Liraglutide, a glucagon-like peptide-1 receptor agonist, ameliorates inflammation and apoptosis via inhibition of receptor for advanced glycation end products signaling in AGEs induced chondrocytes

Abstract

Abstract Background This study aimed to investigate functions of GLP-1R agonist by liraglutide (LIRA) and revealing the mechanism related to AGEs/RAGE in chondrocytes. Methods To illustrate potential effect of GLP-1R agonist on AGEs induced chondrocytes, chondrocytes were administrated by AGEs with LIRA and GLP-1R inhibitor exendin. Inflammatory factors were assessed using ELISA. Real-time PCR was used to evaluate the catabolic activity MMPs and ADAMTS mRNA level, as well as anabolic activity (aggrecan and collagen II).

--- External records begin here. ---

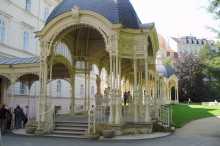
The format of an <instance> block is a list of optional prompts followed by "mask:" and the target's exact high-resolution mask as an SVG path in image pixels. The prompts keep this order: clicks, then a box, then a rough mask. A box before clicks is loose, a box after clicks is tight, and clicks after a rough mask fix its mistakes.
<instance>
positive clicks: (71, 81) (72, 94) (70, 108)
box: [70, 68, 76, 115]
mask: <svg viewBox="0 0 220 146" xmlns="http://www.w3.org/2000/svg"><path fill="white" fill-rule="evenodd" d="M75 76H76V74H75V68H74V72H73V75H72V78H71V79H70V82H71V87H72V90H71V95H72V97H71V105H70V107H71V108H70V110H71V114H72V115H74V113H75Z"/></svg>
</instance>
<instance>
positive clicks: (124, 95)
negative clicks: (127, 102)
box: [124, 92, 128, 106]
mask: <svg viewBox="0 0 220 146" xmlns="http://www.w3.org/2000/svg"><path fill="white" fill-rule="evenodd" d="M127 100H128V92H124V106H126V105H127Z"/></svg>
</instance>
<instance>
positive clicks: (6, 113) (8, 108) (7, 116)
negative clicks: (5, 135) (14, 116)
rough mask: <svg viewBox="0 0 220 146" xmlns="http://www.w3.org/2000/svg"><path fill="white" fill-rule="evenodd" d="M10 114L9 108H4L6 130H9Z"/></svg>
mask: <svg viewBox="0 0 220 146" xmlns="http://www.w3.org/2000/svg"><path fill="white" fill-rule="evenodd" d="M11 123H12V113H11V109H10V108H6V129H7V130H8V131H10V130H11Z"/></svg>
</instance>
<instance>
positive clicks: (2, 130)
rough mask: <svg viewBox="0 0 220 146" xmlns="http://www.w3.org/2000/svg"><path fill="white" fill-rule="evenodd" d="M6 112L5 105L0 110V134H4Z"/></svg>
mask: <svg viewBox="0 0 220 146" xmlns="http://www.w3.org/2000/svg"><path fill="white" fill-rule="evenodd" d="M6 112H7V109H6V108H5V105H2V107H1V109H0V126H1V127H0V128H1V133H2V134H5V132H6V122H7V121H6Z"/></svg>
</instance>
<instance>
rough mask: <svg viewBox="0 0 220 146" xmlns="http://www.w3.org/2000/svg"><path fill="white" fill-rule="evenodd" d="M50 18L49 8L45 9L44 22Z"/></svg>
mask: <svg viewBox="0 0 220 146" xmlns="http://www.w3.org/2000/svg"><path fill="white" fill-rule="evenodd" d="M48 16H49V8H45V9H44V20H45V21H46V20H47V17H48Z"/></svg>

RAGE expression was investigated by Western blotting. TUNEL, caspase3 activity and immunofluorescence were performed to test the apoptotic activity. Results Our results showed that treatment with LIRA at > 100 nM attenuated the AGE-induced chondrocyte viability. Western bolt demonstrated that GLP-1R activation by LIRA treatment reduced RAGE protein expression compared with the AGEs groups. ELISA showed that LIRA hindered the AGEs-induced production of inflammatory cytokines (IL-6, IL-12 and TNF-α) in primary chondrocytes. AGEs induced catabolism levels (MMP-1, -3, -13 and ADAMTS-4, 5) are also attenuated by LIRA, causing the retention of more extracellular matrix (Aggrecan and Collagen II). TUNEL, caspase3 activity and immunofluorescence results indicated that LIRA inhibited the AGEs-induced production of inflammatory cytokines in primary chondrocytes and attenuated the caspase 3 level, leading to the reduced apoptotic activity. All the protective effects are reversed by exendin (GLP-1R blockers). Conclusions The present study demonstrates for the first time that LIRA, an agonist for GLP-1R which is commonly used in type 2 diabetes reverses AGEs induced chondrocyte inflammation and apoptosis through suppressing RAGE signaling, contributing to reduced catabolism and retention of more extracellular matrix. The above results indicate the possible effect of GLP-1R agonist on treating OA.